Manipulate JSON input file to remove additional string characters

Hi,

I have the following json file (tfileinputRaw input file )

Input :

[{"_comp":"1","Name":"ABC"} ,
{"_comp":"1","Name":"ZYX"} ,
{"_comp":"1","Name":"MNO"},
{"_comp":"1","Name":"YZX"}]

Output : Expected 

{"_comp":"1","Name":"ABC"}
{"_comp":"1","Name":"ZYX"}
{"_comp":"1","Name":"MNO"}
{"_comp":"1","Name":"YZX"}

 

My requirement is

1. To remove the square brackets [] at the start and end of the file. (There can be square brackets inside the file at other places, it has to be left untouched; only if there is any square brackets at start and end of the file it has to be removed if there is no square brackets it can be left as it is)

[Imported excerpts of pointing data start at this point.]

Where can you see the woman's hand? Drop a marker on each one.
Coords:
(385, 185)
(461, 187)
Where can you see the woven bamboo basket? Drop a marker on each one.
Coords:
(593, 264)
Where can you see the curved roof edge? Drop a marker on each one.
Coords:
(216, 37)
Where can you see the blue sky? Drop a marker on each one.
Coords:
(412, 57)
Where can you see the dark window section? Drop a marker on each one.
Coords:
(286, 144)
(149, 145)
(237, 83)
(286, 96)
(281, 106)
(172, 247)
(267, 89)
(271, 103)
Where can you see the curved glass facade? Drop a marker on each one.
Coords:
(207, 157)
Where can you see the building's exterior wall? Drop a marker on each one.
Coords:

2. To remove comma (,) after each record is done.

  New records can be identified whenever {"_comp": is encountered.

So I plan the job to be

tfileinputRaw ==> tjava ==>tfileoutputRaw

in tjava logic planned => if there is , (comma) or [ (open square brackets) before {"_comp": then it has to be replaced with space else do no changes. Also remove ] (close square brackets) at EOF if present, if not present nothing else to be done.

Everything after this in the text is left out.